In this week’s Haftorah, King David spoke of his gratitude to G-d for the victories in his struggles and battles. We will do something very different this week, dear Friends of Belz who learn with us every week. Know that the entire world is here just to teach us to connect with G-d. You can learn G-dliness from the ant, from the cat, from the forces of nature. And, this week, we will learn our mission well from a war lord of China. Sun Tzu was a warrior in China about two thousand years ago. A successful warrior, I might add. He wrote a treatise on war, how to wage it, how to win it, how to prepare for it and why you must do so.
According to Sun Tzu, battles are crucial for the world for without conflict, there is no growth. The conflict can be internal or external, but it must be there. Think of a grass seed, fighting it out with the cement block of sidewalk. Conflict resolved by growth, by the stalk displacing the concrete. The waves bashing against a shore. The fight of the wild dogs over territory. Nature abounds with struggle and battle.
From those physical conflicts and battles, we glean insight into the fact that in spirituality there must be some sense of conflict and warring. Within a ruchniyos outlook, we often hear of the spiritual struggle as being one between dark and light, the warring of good and bad.

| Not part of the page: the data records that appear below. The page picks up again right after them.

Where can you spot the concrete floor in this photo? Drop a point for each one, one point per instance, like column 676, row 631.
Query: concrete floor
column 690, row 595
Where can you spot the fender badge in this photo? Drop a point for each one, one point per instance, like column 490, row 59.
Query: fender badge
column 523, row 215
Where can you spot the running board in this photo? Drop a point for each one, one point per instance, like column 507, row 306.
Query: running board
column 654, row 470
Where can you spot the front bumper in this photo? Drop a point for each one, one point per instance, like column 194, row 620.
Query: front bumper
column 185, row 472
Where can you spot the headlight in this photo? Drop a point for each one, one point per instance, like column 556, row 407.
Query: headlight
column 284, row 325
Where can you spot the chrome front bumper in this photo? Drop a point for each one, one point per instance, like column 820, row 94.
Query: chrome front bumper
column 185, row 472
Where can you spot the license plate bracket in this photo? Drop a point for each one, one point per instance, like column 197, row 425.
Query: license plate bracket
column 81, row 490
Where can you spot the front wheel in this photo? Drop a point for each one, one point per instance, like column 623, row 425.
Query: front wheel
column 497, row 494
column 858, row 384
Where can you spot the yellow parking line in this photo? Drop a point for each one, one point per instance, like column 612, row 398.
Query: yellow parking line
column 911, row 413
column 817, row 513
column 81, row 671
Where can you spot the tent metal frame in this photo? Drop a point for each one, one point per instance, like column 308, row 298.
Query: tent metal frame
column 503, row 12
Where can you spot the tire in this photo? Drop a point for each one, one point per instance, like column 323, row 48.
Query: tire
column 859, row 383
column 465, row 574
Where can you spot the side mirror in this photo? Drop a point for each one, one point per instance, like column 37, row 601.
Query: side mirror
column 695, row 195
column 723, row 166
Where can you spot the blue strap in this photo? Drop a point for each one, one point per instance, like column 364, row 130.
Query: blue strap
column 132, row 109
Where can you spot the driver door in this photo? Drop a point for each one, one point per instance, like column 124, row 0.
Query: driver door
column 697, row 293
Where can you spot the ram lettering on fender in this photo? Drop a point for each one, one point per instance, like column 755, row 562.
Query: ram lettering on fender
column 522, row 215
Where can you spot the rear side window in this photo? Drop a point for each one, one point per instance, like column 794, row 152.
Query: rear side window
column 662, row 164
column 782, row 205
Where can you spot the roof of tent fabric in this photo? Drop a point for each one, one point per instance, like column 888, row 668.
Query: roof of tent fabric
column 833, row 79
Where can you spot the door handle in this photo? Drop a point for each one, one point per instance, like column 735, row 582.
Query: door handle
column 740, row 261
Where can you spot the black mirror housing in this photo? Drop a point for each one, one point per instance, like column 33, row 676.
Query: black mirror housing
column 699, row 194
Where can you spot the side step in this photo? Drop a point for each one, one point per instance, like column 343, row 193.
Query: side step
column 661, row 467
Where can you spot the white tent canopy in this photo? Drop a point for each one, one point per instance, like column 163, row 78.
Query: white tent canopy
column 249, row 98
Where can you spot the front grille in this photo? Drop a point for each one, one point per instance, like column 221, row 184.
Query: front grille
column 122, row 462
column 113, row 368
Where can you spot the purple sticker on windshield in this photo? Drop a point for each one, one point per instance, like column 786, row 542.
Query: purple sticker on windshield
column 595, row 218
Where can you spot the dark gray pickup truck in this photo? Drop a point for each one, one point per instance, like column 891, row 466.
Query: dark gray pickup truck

In fact, if you look at physics and all science you will see opposing forces keeping the world together. Think of the magnetic field, as well as the charges of the atoms. The pro and anti within the world is always in complete balance, equal pull and push, equal good and bad, equal positive and negative.
Hashem set up a world where even in nature we see that warring must take place. So, too, in spirituality. We must vanquish our baser desires, trap the evil inclination, wipe out Amalek. There are battles that must be fought. There are always equal opportunity to be good or be bad. King David and Esau had identical personalities at birth. The pull to bad for both was enormous, as was the pull to greatness. Esau tilted toward the bad magnetic field; King David fought that pull and pushed himself to the good magnetic field. The greater the person, the greater his evil inclination. Just as in boxing the opponents are evenly matched, G-d created our souls with exactly equal elements of greatness and baseness.
When dealing with struggles in life, know that some battles, Hashem will fight for you. But there is one battle that you must fight – and that is the fight against your baser side. If the foes are on the outside, you can call out and cry to G-d and let Him step in and save you. Yet, He expects, when the battle is on the inside, in your soul, that you do battle. As the Rambam puts it, “Hakol beeyeday shamayim, chutz mee’yiras shamayim – Everything is in the hands of Heaven, EXCEPT FOR awe of Heaven.” That battle is what your soul was sent to wage in this world.
Using Sun Tzu’s knowledge, we will take worldly battle strategy and use it for spiritual strategies.
1. Prepare, prepare, prepare. Or, as Sun Tzu says it bluntly, it is dumb to fight a war you can’t win, and you can’t win a war without being prepared.
Preparation means knowing your what and why – you are here in this world for what purpose?
Know your timing – is this the right time to go about this mission. Sometimes in life we are called upon to speak up, sometimes to be quiet. Know the timing of your missions.
Know your cohorts – who is on your side and who is on the enemy side.
Did you locate your resources – how will you use resources and how will you replenish them? Yaakov our forefather went back for some bottles, not because he was cheap. But because he realized resources were given for spiritual growth, and he must safeguard those resources.
Think three steps ahead – what happens, if plans change, if you are left standing alone, if your plan A doesn’t work.
2. Never go into the field unless your own house is in order.
King David didn’t start out being King. He started out putting his own soul in order, before being tasked with leading an entire nation. Too often, we are out there, trying to decry everyone else’s observance, fight for stranger’s wrong-doing, without getting our own “house in order”.
3. Insult the enemy, but know his strength
Some of our desires are ridiculous. Poke fun at it to delegitimize it; but never underestimate it.
4. Let the enemy kill himself
Let some desires roil and coil and die out on their own, rather than engage it head on in battle.
5. The most amazing victories are ones where no force was needed to be used
6. Capture territory that you can hold.
Don’t take on more than you can handle in spirituality or you will burn up and get dejected, losing ground.